I am writing a PHP script to add items to a shopping basket. My shopping basket table has fields for the userid, product id, session id, notes and a few others. Some of the fields can be blank. For example:

if someone isn't signed in, then I will store their session id in the table and, if they sign in, add their userid so I have a permanant way to match the items in the table to the user. If they are, I'll add the userid. When it comes to the INSERT query, can I do something like this:

$add_sql = "INSERT into sessionBasket (userid) VALUES ( '". isset($_SESSION["userid"]) ? $_SESSION["userid"] : "") ."'";

It would save me so much time on variable checking and branching because people could be signed in or not, items could have notes or not, that sort of thing.

+1  A: 

Yikes! SQL Injection! you could lose your whole database

You should be looking at prepared statements for your sql insertion.

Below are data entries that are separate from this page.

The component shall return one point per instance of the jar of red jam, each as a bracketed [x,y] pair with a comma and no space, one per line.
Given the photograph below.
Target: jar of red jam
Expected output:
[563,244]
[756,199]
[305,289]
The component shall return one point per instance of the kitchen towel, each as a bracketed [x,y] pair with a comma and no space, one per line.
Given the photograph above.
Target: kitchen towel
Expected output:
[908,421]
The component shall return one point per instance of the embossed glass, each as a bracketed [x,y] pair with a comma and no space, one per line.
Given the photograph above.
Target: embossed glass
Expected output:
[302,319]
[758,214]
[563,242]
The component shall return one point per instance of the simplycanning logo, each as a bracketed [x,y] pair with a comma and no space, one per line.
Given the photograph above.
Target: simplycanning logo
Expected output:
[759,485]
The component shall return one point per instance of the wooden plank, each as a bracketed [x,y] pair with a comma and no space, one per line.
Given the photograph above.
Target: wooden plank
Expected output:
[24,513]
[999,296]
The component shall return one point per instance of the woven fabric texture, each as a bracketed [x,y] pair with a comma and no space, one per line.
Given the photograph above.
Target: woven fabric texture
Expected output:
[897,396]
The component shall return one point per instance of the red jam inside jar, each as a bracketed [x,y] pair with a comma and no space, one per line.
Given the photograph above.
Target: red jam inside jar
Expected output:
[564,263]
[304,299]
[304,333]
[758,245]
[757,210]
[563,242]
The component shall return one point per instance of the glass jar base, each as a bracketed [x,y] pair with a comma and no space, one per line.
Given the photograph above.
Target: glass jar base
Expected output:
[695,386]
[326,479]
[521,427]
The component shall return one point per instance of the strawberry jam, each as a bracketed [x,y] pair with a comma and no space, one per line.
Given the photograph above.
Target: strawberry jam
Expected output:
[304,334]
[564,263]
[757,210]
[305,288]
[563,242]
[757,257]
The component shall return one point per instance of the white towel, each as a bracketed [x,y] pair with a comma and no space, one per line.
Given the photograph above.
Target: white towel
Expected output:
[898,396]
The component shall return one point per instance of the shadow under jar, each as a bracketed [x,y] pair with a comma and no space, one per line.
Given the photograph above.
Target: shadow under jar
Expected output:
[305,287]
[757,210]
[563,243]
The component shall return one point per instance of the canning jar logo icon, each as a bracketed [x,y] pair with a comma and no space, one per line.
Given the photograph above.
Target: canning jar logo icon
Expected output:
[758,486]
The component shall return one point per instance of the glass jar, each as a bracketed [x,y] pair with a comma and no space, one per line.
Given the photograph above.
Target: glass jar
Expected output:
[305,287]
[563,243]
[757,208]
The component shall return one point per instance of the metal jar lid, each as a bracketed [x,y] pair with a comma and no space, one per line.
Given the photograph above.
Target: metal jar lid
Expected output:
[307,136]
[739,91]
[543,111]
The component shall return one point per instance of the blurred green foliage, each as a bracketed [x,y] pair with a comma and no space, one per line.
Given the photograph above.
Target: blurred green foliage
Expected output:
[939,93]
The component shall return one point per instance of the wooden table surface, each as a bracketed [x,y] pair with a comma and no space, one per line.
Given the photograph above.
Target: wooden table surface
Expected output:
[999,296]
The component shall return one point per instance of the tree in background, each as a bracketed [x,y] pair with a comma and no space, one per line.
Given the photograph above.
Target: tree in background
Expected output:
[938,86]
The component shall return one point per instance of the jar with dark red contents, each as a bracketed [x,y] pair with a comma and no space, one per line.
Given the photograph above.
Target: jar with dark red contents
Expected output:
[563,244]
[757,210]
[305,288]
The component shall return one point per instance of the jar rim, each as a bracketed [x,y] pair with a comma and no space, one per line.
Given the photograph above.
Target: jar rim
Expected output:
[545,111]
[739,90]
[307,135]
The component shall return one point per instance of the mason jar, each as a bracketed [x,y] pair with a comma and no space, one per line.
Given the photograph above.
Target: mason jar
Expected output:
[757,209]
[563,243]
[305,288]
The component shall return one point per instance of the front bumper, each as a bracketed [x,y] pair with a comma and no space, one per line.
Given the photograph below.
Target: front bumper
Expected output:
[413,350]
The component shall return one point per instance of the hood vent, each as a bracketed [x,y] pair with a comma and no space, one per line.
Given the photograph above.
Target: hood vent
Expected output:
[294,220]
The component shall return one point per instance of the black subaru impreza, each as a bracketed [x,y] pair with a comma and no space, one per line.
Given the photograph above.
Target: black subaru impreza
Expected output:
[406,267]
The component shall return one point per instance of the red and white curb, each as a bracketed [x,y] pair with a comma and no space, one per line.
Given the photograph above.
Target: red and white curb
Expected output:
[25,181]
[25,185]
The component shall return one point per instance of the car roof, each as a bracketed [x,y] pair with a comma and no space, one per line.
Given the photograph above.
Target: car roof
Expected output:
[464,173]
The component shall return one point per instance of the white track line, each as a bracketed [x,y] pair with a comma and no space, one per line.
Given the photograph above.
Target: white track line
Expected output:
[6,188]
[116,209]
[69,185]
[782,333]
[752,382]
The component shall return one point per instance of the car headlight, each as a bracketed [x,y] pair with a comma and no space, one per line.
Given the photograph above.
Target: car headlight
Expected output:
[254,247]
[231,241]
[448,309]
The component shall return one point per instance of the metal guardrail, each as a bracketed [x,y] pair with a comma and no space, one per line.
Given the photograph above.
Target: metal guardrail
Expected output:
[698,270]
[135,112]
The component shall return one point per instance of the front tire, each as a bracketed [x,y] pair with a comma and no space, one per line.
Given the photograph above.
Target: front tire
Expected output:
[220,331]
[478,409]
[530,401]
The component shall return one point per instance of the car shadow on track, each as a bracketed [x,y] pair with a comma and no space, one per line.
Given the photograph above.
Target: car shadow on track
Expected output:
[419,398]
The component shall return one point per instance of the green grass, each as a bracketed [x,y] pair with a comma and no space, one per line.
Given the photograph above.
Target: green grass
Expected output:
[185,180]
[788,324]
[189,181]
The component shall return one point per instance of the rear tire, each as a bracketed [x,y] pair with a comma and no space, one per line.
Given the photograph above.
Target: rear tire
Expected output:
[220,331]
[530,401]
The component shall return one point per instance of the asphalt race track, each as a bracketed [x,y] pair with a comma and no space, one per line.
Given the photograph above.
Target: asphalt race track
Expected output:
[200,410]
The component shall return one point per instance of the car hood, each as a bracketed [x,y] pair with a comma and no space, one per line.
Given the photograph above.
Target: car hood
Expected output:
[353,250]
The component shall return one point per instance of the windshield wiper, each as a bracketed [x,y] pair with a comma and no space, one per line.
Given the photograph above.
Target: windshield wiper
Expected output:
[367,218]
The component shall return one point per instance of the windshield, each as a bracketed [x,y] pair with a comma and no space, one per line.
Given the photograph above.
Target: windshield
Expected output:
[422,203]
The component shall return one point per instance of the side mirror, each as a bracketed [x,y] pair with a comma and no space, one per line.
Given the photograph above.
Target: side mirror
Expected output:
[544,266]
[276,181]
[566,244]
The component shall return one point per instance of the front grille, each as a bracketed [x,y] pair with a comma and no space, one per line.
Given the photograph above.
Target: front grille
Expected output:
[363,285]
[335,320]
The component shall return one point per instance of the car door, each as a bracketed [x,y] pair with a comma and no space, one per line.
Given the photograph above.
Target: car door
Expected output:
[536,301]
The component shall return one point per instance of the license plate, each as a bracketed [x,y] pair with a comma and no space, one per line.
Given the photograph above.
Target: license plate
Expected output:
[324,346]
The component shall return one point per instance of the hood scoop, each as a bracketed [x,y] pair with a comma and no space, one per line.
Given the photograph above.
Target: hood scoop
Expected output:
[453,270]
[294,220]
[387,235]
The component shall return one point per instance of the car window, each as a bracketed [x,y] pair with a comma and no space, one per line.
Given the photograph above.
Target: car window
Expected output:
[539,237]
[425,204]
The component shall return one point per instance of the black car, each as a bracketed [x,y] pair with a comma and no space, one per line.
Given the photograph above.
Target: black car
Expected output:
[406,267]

You need to use the mysqli interface but it goes like this:

$statement = $db_connection->prepare("insert into ... VALUES(?)");
$statement->bind_param("id", $sid);
$statement->execute();

This will prevent sql injection attacks.

At an absolute minimum you should at least escape the string.

$sid = isset($_SESSION[userid]) ? mysql_real_escape_string($_SESSION[userid])) : '';
$add_sql = "insert into ... values($sid)";
Byron Whitlock
I know, I know - I was just giving you the bare bones that relate to my problem, heh. I do JavaScript pattern matching and replace any illegal characters as they're typed, then I run a PHP regex, then I do mysqli_real_escape_string and trim each input and if they pass that, I only insert once I'd also done htmlspecialchars(). So, trust me when I tell you that no databse injection is possible :)
but, actually, you answered my question anyway: i'll just do the assignment as a separate step.